And I thought the western was dead wood.

Open Range, the fourth film and the second western Kevin Costner has directed, harps back to the golden age of this genre and stands out as a remarkably robust and thoughtful film. Costner the director is maturing fast and if he has not yet peaked we are in for some good films down the road.

At the heart of the film is a clash of values — non-violence against violence, the slow old ways against grasping modernity, corporatism against individual liberty and a healthy environment, and so on — but the spartan script is never contrived.

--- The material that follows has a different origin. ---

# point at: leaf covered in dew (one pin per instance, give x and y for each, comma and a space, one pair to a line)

Costner is Charley, a civil war veteran and expert killer, who in the ten years since the war has been disciple and friend to aging cattle man Boss, played by Robert Duvall. Boss is for hard work and against violence and in his shadow Charley has tried to learn new instincts.

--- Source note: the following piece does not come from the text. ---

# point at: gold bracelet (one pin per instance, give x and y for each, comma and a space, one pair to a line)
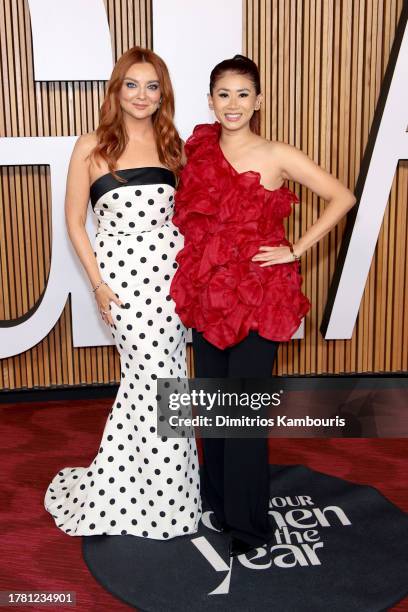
102, 282
295, 257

Herding their cattle across country Boss and his crew come upon a town run by a rancher played by Michael Gambon who is of the new fence-it–all-in breed and who has a violent hatred of Boss’s kind, who exercise their rights to free grazing on ranchers’ lands. Gambon rather than letting the herders pass through, provokes a confrontation and Boss pragmatically puts away his non-violent instincts and lets Costner off the leash.

The wills of the antagonists clash, a classic showdown is brewing. At no point is violence glorified or seen as the better option.

The violence when it comes at the film’s climax is unsparing and unpleasant, and in a nice touch, rather than standing round and gawping as in most westerns, the town’s inhabitant’s all head for the hills: they know gun play ain’t fun.

Although Charley is the man of action, Costner gives the centre of the film to Duvall who rises to the occasion with a deftly understated performance.

A thoughtful and compelling film that shows the upstarts in the newer genres what script and filmmaking and acting are all about.